Проснулся я от ощущения покоя и уюта. Еще светила за окнами луна. В коридоре, слышно было, тихо разговаривал с кем-то часовой. Показалось, что с девушкой. Прислушался. Вероятнее всего, с девушкой. Вечером я видел несколько солдаток. Я потянул носом воздух. Пахло оружием, пах мой автомат, только что из каптерки, с большим, чем необходимо, количеством масла. Благоухал мой пистолет, привезенный мною из Белграда, подарок с прошлогодней войны в Боснии, от коменданта округа Вогоща в Сараево. Пистолет типа браунинг, изделие завода «Червона Звезда». Неистово пахли мои ботинки, я пропитал их водозащитным дегтем сам. Висело и пахло складом на спинке стула мое обмундирование, полный комплект, даже военное пальто с подстежкой. Я поворочался, повздыхал и с помощью знакомых запахов спустился далеко в толщу времени. В послевоенный Харьков спустился я, на Красноармейскую улицу, где в случайно уцелевшем под бомбежками немцев здании у вокзала помещался штаб дивизии и казарма комендантской роты, а на двух этажах жили мы — иждивенцы, дети и жены офицеров. Там пахло сапогами, портянками, оружием. В знакомых запахах я сладко уснул опять.
Разбудил меня стук в дверь. Красная физиономия крестьянина в форме, без знаков различия, появилась в щели двери. На пороге стоял денщик, из местных, мобилизованный в армию: «Хладно, капитан?»
«Да, хладно», — ответил я. Капитаном был предшествующий мне обитатель клетки. Его убили несколько дней назад. Его имя до сих пор значилось на бумажке, приколотой к двери. Бумажку просто забыли снять.
Солдат опустился на колени, открыл печь и стал заталкивать туда дрова. Я вскочил. Подрагивая от холода, я проследовал в туалет. В тельняшке и брюках. Там скребли намыленные белые щеки сербские офицеры. Я поздоровался и стал брить свои щеки. Когда я вернулся, в моей комнате вовсю гудела печка и стоял душераздирающий запах детства. Ибо дом на Красноармейской отапливался после войны печами.

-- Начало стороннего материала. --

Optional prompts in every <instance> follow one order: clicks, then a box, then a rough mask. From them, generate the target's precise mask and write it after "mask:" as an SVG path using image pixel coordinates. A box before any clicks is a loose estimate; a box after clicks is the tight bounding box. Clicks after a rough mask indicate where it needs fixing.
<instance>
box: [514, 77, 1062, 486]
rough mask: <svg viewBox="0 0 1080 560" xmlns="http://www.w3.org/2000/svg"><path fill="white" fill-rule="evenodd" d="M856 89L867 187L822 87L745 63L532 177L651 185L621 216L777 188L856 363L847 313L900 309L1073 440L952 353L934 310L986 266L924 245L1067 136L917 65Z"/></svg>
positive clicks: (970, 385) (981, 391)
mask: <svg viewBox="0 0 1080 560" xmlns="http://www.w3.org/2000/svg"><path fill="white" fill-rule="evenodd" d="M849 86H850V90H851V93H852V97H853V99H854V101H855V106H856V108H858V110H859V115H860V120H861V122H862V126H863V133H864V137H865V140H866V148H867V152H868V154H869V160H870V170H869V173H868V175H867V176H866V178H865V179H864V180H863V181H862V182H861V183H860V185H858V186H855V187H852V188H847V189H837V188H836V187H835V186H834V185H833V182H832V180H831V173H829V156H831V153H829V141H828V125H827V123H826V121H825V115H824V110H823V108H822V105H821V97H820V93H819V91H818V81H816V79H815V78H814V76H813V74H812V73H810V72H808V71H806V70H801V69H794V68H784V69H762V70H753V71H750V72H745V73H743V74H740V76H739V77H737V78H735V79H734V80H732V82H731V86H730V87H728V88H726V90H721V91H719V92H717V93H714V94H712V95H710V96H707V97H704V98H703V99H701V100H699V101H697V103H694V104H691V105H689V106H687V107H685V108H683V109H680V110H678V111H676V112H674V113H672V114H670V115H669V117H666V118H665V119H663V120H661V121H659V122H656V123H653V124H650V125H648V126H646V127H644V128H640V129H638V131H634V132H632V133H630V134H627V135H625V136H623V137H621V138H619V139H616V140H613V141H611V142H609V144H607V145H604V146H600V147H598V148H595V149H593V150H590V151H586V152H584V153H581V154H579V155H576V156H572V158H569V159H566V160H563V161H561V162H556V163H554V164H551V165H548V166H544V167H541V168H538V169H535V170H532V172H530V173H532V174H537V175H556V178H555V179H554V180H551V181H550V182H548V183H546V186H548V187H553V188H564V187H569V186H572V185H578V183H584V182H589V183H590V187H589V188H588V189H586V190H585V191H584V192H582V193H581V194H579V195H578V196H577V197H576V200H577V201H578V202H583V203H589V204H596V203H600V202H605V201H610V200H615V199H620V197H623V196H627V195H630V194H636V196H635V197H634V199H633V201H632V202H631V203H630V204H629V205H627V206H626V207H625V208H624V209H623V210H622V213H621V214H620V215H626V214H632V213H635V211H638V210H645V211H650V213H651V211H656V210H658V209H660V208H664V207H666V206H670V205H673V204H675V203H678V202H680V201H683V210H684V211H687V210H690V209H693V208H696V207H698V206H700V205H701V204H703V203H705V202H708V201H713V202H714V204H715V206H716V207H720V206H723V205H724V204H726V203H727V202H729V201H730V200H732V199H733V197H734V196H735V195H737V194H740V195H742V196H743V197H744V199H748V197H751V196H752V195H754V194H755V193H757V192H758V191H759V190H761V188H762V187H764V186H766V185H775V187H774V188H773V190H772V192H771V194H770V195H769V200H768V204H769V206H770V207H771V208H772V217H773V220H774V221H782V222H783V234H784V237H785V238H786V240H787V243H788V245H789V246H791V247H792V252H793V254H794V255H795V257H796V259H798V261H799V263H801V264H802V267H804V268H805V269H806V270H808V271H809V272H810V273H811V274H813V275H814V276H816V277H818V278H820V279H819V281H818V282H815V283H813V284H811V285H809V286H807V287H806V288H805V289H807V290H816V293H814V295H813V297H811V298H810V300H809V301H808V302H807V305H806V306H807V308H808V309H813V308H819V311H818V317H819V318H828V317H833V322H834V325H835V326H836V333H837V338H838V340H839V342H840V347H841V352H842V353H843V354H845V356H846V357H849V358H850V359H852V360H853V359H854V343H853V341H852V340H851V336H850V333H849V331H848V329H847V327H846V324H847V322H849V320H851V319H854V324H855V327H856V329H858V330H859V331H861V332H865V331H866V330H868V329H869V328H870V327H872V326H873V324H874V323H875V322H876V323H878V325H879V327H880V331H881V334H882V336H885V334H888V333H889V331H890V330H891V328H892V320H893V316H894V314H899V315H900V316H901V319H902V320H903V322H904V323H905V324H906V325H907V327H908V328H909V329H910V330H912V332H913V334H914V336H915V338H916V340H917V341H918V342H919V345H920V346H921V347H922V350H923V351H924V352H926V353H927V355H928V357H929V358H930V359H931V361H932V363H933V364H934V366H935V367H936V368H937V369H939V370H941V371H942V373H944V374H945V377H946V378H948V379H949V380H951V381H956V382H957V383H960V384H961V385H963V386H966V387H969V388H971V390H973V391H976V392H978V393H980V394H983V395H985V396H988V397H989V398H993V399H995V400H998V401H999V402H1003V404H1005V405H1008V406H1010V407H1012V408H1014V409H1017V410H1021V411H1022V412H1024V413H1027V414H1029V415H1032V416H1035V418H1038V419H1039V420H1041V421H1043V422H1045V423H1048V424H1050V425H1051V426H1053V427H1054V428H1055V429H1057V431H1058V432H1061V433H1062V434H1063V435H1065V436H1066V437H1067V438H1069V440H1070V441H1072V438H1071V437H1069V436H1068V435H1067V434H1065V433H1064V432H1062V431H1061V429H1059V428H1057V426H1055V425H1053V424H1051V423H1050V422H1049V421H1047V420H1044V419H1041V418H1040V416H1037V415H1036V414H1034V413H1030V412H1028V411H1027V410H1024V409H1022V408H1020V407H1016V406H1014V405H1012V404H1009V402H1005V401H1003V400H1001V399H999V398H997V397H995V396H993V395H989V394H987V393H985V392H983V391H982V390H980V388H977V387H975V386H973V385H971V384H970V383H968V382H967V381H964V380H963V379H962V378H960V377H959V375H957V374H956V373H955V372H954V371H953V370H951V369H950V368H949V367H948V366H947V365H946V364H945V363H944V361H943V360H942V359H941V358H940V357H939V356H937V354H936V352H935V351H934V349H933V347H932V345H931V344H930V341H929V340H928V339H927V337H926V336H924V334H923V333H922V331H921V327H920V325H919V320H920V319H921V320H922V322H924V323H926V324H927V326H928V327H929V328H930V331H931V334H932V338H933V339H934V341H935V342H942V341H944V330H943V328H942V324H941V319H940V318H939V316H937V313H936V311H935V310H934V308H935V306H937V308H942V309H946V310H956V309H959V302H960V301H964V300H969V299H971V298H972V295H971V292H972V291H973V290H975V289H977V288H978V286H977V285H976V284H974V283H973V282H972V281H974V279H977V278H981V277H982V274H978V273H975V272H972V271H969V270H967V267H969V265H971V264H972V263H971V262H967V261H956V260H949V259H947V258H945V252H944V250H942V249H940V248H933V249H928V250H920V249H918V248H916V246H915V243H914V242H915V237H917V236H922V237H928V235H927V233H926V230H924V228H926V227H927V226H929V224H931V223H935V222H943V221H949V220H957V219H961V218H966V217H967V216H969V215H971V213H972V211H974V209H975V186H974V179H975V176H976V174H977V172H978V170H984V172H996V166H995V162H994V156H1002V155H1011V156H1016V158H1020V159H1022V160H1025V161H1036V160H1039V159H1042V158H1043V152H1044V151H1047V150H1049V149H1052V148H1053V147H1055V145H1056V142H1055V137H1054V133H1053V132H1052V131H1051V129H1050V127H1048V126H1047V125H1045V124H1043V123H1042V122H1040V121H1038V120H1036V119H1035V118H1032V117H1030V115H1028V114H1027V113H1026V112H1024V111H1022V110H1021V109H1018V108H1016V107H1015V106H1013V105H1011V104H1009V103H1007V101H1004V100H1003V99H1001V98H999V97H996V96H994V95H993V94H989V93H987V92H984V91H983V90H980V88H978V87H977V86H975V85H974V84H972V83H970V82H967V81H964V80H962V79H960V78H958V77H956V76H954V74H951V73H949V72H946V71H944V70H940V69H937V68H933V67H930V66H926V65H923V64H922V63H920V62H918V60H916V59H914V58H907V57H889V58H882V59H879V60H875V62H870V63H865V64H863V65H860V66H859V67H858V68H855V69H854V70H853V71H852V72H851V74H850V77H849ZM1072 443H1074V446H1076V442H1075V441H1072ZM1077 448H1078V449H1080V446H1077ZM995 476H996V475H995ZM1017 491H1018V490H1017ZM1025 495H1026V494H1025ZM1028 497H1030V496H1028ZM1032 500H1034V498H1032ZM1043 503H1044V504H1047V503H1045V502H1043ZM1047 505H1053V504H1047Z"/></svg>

Мой участок фронта проходил в пяти километрах от казармы. Каждое утро я отправлялся туда на попутном автомобиле или пешком. Когда мне приходилось ночевать на позициях, я скучал по моей казарме. Только там я спал мирно и чувствовал себя в полной безопасности, как в детстве. Безопасность сообщал мне отцовский запах оружия, сапог и портянок.

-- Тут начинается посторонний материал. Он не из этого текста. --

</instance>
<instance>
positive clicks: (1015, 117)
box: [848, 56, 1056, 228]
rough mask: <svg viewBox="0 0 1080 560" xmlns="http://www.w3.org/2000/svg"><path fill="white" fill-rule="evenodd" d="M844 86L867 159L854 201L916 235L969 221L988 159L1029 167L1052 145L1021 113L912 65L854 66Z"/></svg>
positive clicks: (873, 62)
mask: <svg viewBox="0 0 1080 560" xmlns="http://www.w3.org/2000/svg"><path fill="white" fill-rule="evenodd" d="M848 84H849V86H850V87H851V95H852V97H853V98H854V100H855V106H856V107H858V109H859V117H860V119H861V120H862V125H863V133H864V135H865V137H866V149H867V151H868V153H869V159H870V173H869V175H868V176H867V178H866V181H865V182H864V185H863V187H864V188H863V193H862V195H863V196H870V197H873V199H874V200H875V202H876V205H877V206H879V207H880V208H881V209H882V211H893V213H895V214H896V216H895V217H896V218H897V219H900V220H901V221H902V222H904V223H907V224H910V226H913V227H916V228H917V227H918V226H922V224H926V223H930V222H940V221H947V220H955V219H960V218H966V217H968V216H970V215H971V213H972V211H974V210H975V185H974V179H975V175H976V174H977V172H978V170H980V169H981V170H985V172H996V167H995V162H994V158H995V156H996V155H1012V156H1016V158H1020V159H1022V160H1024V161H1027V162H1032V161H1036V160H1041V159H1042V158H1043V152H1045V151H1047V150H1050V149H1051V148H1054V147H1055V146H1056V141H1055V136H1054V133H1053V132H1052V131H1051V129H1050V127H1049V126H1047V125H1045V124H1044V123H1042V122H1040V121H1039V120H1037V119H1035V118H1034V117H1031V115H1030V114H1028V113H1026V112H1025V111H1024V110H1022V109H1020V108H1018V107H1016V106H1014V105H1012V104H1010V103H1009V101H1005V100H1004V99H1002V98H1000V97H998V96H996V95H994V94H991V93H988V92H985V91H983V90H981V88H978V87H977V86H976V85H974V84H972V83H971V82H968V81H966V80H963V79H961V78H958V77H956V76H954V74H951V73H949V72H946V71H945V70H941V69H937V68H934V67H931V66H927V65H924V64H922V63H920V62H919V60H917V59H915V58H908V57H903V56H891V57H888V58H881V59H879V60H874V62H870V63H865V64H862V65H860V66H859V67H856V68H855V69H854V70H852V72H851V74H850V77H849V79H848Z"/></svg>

5. Отель Марселя ПрустаВ июле 1994 года судьба занесла меня на несколько дней в Нормандию, в приморский городок Уистрехам, недалеко от порта Кайен, тот самый порт, куда и откуда поступал знаменитый кайенский лютый перец. Было там, у Северного моря, невыносимо холодно. В компании моего друга Патрика Гофмана, здорового рыжего верзилы — журналиста газеты «Минют», и художницы — хозяйки дома, где мы жили, я съездил в Кобург. По каким-то делам художницы. Там в сильном дожде мы посетили отель, в котором жил Марсель Пруст и каковой попал и в его книги. Отель хорошо подсвечивают, потому он выглядит выигрышно. Печенье «мадлен» нам попробовать не пришлось, но мы выпили в пустом баре со знаменитой моделью парусника хорошего виски, а затем прошли под дождем на пляж. На пляже под навесом в темноте полулежали какие-то по виду богатые юноши и девушки и курили марихуану. Море шумело. Я никогда не любил Пруста. Мне от его книг и биографии одинаково тошно. Его длинные буржуазные фразы меня оскопляют. Но отель красивый. И тот прием, когда он из печенья «мадлен» раскручивает свое прошлое, — правдивый прием. Так оно всё и работает. Запахи и звуки умеют разбудить в нас свои и чужие воспоминания.